Once partial or total recycling of a ship is completed in accordance with this Regulation, the ship-recycling facility would be required to complete a report on the completion of the ship recycling which must be then be sent to the ship-owner and the competent authority. The format for the report is set out in Annex III to the proposal.

The Commission can update the form of the report on the planned start of ship recycling Annex II and the statement of completion of ship recycling through the new procedure for delegated acts under the Treaty of Lisbon.

 Member state reporting

Member State would be required to provide a report every two years to the Commission from 31 December 2015. The Report would contain: 
• a list of the ships flying their flag to which an inventory certificate has been issued, and the name of the recycling company and the location of the ship recycling facility as shown in the ready for recycling certificate;
• a list of the ships flying their flag for which a statement of completion has been received;
• information regarding illegal recycling and follow-up actions undertaken by the Member State.

Penalties and enforcement

Member States would also be required to apply effective, proportionate and dissuasive penalties. Member States would also be required to co-operate with one another to prevent breaches of the rules.  The penalties would apply in the following cases:
• Ships that did not have on board an inventory of hazardous materials 
• Ships that were sent for recycling 
- without meeting the general requirements for the preparation, 
-  without an “inventory certificate” or a “ready for recycling certificate” 
- without notification in writing to the administration 
- which were recycled in a manner which did not conform with the ship recycling plan

A minimum penalty corresponding to the price paid to the ship-owner for its ship is set for a ship sent for recycling in a ship recycling facility not included in the European list. Ships sold and sent for recycling in a non-approved facility within 6 months of the sale, would receive jointly imposed penalties, applied to last and penultimate owner if the ship is still flying the flag of an EU Member State or only imposed to the penultimate owner if a ship is no longer flying the flag of EU Member State.

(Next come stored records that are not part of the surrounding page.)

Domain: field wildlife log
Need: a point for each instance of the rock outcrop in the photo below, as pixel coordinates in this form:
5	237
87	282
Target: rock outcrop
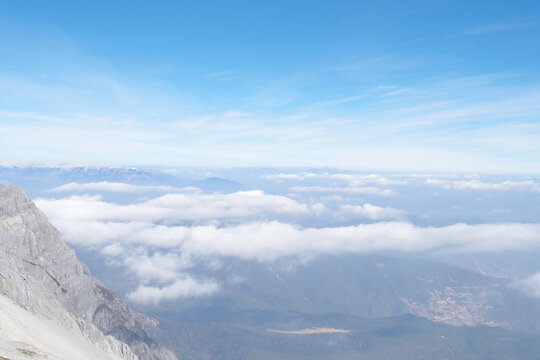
42	274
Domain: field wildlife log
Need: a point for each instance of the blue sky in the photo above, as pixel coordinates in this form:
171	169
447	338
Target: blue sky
386	85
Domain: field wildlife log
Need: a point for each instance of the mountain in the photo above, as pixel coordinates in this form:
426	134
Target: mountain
41	276
260	335
39	180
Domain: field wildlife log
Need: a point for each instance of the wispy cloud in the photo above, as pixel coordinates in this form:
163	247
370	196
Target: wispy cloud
370	190
181	288
120	187
372	211
525	185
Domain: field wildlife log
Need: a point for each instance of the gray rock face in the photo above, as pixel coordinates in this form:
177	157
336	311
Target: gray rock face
41	273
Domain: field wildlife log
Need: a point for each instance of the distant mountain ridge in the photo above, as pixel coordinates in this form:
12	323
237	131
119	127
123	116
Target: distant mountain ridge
38	179
42	274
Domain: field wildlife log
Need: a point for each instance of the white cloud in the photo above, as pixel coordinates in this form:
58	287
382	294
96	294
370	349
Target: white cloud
352	179
158	267
119	187
373	212
370	190
525	185
273	239
175	207
181	288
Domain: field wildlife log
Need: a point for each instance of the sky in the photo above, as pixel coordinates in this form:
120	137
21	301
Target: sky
443	86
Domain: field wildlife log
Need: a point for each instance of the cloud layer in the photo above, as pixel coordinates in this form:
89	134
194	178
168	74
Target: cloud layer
158	241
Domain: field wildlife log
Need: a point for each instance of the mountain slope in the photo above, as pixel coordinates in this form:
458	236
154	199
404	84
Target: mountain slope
41	273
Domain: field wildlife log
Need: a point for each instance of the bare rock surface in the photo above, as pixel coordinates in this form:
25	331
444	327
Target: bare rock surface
41	273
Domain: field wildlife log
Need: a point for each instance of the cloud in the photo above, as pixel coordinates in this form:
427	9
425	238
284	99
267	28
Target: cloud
372	211
270	240
159	267
525	185
531	285
181	288
176	207
371	190
352	179
119	187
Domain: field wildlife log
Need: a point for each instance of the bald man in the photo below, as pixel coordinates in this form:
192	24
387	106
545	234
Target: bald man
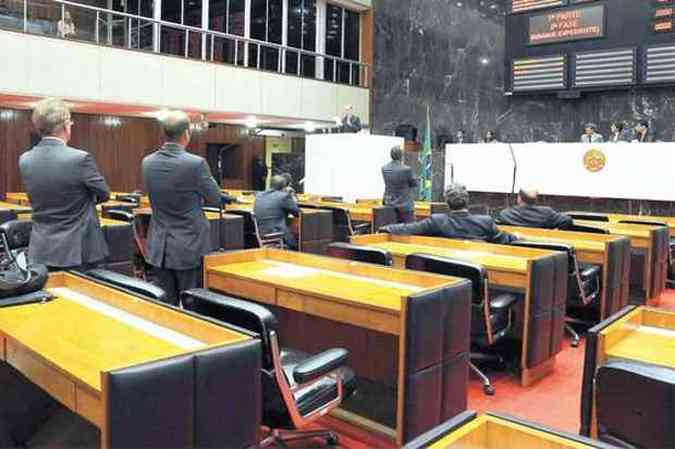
528	213
178	184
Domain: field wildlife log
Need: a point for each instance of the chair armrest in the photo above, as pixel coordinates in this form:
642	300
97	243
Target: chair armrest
320	365
503	301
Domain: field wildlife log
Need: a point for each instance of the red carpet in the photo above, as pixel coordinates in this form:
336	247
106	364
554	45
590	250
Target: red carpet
554	401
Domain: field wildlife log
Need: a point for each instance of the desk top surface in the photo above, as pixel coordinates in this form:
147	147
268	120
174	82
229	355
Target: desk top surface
485	258
349	287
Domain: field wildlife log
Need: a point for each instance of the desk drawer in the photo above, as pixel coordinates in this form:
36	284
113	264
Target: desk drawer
40	373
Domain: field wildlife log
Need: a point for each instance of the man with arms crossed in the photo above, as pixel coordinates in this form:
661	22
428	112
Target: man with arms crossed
63	186
178	184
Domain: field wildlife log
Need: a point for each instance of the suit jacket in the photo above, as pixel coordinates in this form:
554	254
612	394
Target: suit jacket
178	184
593	138
272	208
534	217
352	125
64	186
455	225
398	184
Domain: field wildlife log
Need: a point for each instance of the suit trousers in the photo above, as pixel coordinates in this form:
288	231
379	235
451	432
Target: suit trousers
405	215
173	282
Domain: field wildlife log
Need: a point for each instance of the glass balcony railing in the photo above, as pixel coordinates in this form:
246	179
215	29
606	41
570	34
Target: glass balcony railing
74	21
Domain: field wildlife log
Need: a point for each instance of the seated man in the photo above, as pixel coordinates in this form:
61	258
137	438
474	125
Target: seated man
527	213
272	208
458	224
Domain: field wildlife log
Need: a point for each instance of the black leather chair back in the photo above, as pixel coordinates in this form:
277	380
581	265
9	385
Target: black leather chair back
588	229
359	253
590	217
452	267
243	314
17	233
127	283
635	404
7	215
560	247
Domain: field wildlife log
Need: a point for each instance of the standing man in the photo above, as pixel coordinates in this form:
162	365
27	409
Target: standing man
398	187
272	208
350	123
63	186
591	134
178	184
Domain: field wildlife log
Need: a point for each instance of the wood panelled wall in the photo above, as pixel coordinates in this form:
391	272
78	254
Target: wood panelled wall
119	145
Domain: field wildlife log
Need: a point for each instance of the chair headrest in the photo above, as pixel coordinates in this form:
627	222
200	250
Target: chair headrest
128	283
359	253
17	232
474	272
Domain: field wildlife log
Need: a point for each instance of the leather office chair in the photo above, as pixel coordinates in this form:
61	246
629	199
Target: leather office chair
584	228
298	388
491	317
583	283
252	236
359	253
589	217
127	283
139	229
634	404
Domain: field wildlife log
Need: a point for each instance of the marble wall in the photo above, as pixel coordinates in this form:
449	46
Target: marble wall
449	54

Exemptions can be introduced by Member States in the case where the ship-owner has not sold its ship with the intention to have it recycled. Evidence supporting the ship-owner's claim (including a copy of the sales contract) would have to be supplied.

Requests for action

The proposal would also allow those affected or likely to be affected by breaches to the proposal to inform the competent authority in the Member State and request action. 

NGO’s, whose interest is promoting environmental protection, must be considered has having sufficient interest to request action and would have to be recognised in the administrative law of a Member State as having legal standing for the purpose of alleging the impairment of a right.

A request for action has to be accompanied by relevant information supporting the claim. If the evidence submitted is deemed “plausible” then the competent authority can consider the request. The competent authority would be required to give the recycling facility an opportunity to provide its opinion unless there was a risk of an imminent breach.  The decisions of the competent authorities would also be required to be able to be challenged under administrative review procedures.

Next steps and entry into force

The proposal will now be sent to the European Parliament and the Council for examination following the ordinary legislative procedure. The Regulation will enter into force 1 year after it is published in the Official Journal. The Regulation will be reviewed 2 years after its entry into force.